Monday, October 26, 2015
From My Can't-Believe-This-Is-True Archives: Harassment in Gaming, Killing Planned Parenthood and Other Issues
1. The South by Southwest convention cancels a planned panel on harassment in games ("Level Up: Overcoming Harassment in Games") because of threats of violence at the event.
The ethics of that decision are weird.
Did the organizers think: We can't talk about this problem because of the problem itself? Or: If you threaten us we shall cave in, to maintain apparent peace, at whatever hidden cost to those who are commonly harassed in games? Or even: Our real audience didn't like that panel so we canceled it?
You figure that one out, always remembering that we were told the infamous Gamergate wasn't at all about misogyny but about ethics in game journalism.
2. It's the legal hunting season for Planned Parenthood by all forced-birthers who wish to take it down.
Texas looks for ways to deny women on Medicaid access to Planned Parenthood clinics, including the ones who don't perform abortions, stating that there are lots and lots of alternative sources of gynecological care for poor women in Texas.

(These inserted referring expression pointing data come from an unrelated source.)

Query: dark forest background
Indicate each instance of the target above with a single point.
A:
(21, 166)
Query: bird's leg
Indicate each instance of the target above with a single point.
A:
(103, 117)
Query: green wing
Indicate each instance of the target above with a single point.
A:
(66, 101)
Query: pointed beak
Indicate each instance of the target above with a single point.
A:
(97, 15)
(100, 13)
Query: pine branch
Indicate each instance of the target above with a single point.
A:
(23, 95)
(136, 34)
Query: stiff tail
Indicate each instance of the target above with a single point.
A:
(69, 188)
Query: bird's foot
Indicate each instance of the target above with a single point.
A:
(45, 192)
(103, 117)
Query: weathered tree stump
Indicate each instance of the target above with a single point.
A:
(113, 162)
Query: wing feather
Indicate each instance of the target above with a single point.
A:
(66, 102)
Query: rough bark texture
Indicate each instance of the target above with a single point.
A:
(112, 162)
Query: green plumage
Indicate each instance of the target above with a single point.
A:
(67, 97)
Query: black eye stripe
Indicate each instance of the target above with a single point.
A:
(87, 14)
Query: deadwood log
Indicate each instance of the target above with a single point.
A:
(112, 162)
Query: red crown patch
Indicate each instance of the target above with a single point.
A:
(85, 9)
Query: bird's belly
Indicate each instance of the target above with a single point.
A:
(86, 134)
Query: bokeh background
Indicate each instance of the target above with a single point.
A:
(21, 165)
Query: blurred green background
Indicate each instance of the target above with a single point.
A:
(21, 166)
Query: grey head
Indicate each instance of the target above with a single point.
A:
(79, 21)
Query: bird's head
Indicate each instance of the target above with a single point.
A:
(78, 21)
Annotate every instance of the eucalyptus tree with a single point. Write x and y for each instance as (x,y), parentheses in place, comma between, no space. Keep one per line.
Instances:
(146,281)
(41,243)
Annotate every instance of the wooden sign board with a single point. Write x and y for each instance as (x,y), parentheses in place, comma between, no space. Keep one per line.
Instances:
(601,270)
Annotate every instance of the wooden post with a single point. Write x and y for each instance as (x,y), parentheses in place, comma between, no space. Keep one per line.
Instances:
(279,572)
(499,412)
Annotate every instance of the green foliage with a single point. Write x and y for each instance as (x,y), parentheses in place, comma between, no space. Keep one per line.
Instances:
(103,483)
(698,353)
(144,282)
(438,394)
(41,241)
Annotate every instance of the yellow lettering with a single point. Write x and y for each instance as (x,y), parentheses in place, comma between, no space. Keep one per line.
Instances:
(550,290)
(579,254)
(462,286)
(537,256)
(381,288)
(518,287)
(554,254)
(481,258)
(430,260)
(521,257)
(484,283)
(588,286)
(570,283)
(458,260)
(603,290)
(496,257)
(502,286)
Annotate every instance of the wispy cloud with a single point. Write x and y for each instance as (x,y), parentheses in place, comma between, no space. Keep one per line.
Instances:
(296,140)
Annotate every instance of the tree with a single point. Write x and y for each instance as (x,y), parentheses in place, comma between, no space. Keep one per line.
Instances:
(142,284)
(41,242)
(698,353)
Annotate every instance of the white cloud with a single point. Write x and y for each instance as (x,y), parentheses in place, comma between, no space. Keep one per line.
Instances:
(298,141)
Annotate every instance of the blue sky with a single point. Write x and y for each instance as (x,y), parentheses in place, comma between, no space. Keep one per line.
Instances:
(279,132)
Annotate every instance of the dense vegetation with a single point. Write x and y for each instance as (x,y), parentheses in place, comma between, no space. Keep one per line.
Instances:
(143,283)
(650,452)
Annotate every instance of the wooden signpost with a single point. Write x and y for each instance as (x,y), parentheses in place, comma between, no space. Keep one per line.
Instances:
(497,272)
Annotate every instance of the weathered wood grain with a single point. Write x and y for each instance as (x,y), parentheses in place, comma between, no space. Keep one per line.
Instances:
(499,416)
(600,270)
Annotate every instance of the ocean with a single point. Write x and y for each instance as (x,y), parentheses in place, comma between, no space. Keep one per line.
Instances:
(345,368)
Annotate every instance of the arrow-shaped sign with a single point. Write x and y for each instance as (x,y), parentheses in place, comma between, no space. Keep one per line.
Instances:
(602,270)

And the next select committee will be on Planned Parenthood. That's like the replacement for the Benghazi committee! A war-on-slutty-women committee. Those are needed to toss fresh meat into the cages in which the Republican Party keeps the forced-birthers. The political costs of doing so are very low for that party. That the costs might be very high for poor women who have no real alternative sources for gynecological care matters not at all.
3. A list-post like this should have at least three things. Otherwise it looks like a twins post. But I have too many candidates for the third item, yet none of them is quite correct in the level or type of its irrationality.
For instance, comparing these two sentences given to two individuals in two different states for roughly the same type of crime (rape) could lead one to that scratch-your-head-until-bald-if-not-yet land. But the situations require a more mature discussion than this post allows, and not only because the cases are not in the same state.
Or take the funny joke Maine's Republican governor Paul LePage blurted out about us wimminfolk not being able to do anything but spend the money of their hard-working husbands, and then put that together with the information that it's governor LePage's wife, Ann LePage, who takes care of his family accounts.
Those kinds of jokes are a dime a dozen (with a few freebies thrown in), and the paradox in them isn't even worth mentioning. Likewise, the belief that women are terrible drivers thrives even when insurance statistics tend to show the reverse.
That stuff is in the air, my sweetings.